Die Demokratie in der USA ist wieder einmal durch Donald Trump in Gefahr. „Wir wollen, dass das Wählen aufhört!“ titelt die „Bild“ eher manipulativ. Lediglich im Video, aber nicht im Text wird diese Aussage in den ursprünglichen Zusammenhang eingebettet. Dabei verlangt Trump nicht anderes, als die Einhaltung der demokratischen Regeln und der Wahlgesetze.

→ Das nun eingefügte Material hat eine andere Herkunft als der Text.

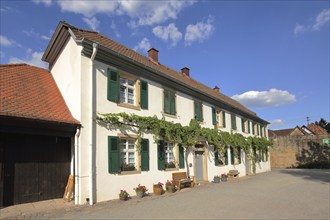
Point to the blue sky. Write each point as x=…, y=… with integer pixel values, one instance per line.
x=272, y=56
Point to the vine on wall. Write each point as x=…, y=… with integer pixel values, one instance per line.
x=185, y=135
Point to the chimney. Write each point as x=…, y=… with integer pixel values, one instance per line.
x=153, y=54
x=185, y=71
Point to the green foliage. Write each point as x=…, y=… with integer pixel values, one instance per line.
x=185, y=135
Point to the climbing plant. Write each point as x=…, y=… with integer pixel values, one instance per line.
x=185, y=135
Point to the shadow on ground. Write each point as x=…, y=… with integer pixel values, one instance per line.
x=322, y=175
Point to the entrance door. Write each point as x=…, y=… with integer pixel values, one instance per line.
x=35, y=167
x=199, y=166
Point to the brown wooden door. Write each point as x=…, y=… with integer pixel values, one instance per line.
x=36, y=167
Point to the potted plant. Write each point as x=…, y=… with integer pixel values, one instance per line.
x=216, y=179
x=224, y=177
x=123, y=195
x=170, y=164
x=140, y=191
x=158, y=188
x=170, y=186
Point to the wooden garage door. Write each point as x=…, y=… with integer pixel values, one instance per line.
x=36, y=167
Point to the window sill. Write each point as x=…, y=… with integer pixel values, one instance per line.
x=171, y=169
x=125, y=105
x=169, y=115
x=129, y=172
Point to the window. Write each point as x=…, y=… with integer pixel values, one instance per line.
x=198, y=107
x=124, y=89
x=169, y=156
x=169, y=102
x=127, y=154
x=127, y=88
x=122, y=155
x=233, y=121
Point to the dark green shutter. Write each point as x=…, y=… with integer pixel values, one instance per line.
x=144, y=154
x=214, y=116
x=216, y=158
x=167, y=105
x=232, y=156
x=223, y=119
x=144, y=94
x=226, y=156
x=239, y=155
x=181, y=156
x=172, y=103
x=113, y=154
x=113, y=85
x=161, y=155
x=243, y=125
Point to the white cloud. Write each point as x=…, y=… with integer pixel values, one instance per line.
x=170, y=32
x=144, y=45
x=93, y=23
x=273, y=97
x=4, y=41
x=45, y=2
x=276, y=122
x=199, y=32
x=33, y=58
x=321, y=20
x=141, y=12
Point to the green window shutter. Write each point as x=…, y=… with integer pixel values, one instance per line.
x=233, y=121
x=113, y=85
x=216, y=158
x=223, y=119
x=226, y=156
x=232, y=156
x=181, y=156
x=239, y=155
x=172, y=103
x=167, y=105
x=144, y=94
x=113, y=155
x=161, y=155
x=243, y=125
x=144, y=154
x=214, y=116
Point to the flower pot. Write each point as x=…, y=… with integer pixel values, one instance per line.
x=158, y=190
x=139, y=194
x=170, y=189
x=123, y=198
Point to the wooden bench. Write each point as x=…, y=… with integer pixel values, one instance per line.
x=232, y=174
x=181, y=179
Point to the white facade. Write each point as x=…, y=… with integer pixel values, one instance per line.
x=83, y=83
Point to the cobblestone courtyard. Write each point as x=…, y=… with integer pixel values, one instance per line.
x=280, y=194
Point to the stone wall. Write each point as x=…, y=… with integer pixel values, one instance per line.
x=299, y=151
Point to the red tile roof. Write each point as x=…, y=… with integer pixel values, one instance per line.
x=31, y=92
x=127, y=52
x=316, y=129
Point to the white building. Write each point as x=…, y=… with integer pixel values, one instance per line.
x=98, y=75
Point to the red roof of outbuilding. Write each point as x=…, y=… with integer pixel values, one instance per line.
x=30, y=92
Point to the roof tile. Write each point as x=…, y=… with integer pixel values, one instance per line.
x=31, y=92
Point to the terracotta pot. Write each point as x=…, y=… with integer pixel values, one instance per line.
x=158, y=191
x=139, y=194
x=170, y=189
x=123, y=198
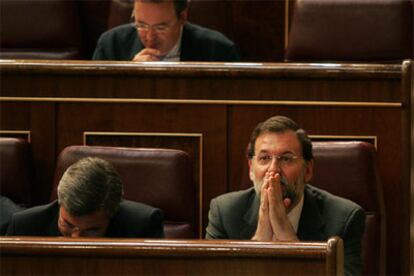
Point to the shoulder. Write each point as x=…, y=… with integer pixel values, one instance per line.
x=203, y=44
x=135, y=219
x=328, y=199
x=37, y=211
x=37, y=220
x=122, y=32
x=334, y=209
x=129, y=207
x=234, y=200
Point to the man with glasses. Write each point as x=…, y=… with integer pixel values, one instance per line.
x=160, y=32
x=281, y=206
x=89, y=204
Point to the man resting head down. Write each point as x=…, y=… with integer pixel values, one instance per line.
x=89, y=204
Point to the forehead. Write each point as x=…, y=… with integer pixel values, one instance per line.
x=278, y=142
x=154, y=13
x=93, y=219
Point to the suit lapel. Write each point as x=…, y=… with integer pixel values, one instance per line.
x=250, y=218
x=311, y=225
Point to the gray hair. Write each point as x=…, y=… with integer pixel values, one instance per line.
x=179, y=5
x=280, y=124
x=89, y=185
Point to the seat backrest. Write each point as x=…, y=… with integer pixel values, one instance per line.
x=41, y=29
x=162, y=178
x=16, y=170
x=349, y=170
x=351, y=30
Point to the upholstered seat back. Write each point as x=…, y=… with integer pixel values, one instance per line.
x=162, y=178
x=16, y=171
x=348, y=169
x=40, y=29
x=351, y=30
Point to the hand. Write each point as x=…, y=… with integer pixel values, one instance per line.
x=147, y=54
x=264, y=230
x=279, y=221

Wahlmanipulation durch Briefwahl?

Denn bei seiner Rede in den frühen Morgenstunden im Weißen Haus sagte Trump:

„We want the laws used in a proper manner, so we’ll be going to the US-Supreme Court. We want all voting to stop, we don’t want them to find any ballots at four o clock in the morning and add them to the list… It’s a very sad moment, it’s a very sad moment to me, this is a very sad moment… we will win this and as far as I’m concerned we already have won it.“

Frei übersetzt sagte er: „Wir wollen, dass das Recht eingehalten wird, deshalb werden wir auch vor den Obersten Gerichtshof gehen. Wir wollen das Wählen stoppen, denn wir wollen nicht, dass gegen 4 Uhr in der Früh Wahlzettel gefunden werden und in das Ergebnis einfließen …“ Mit dieser Aussage, dass die Wahlen gestoppt werden sollen, bezog sich Trump darauf, dass nach der Schließung der Wahllokale keine Stimmzettel mehr angenommen werden dürfen. Schon zuvor stand Donald Trump der Briefwahl skeptisch gegenüber, da er Manipulationen befürchtete. Eine völlig legitime Forderung.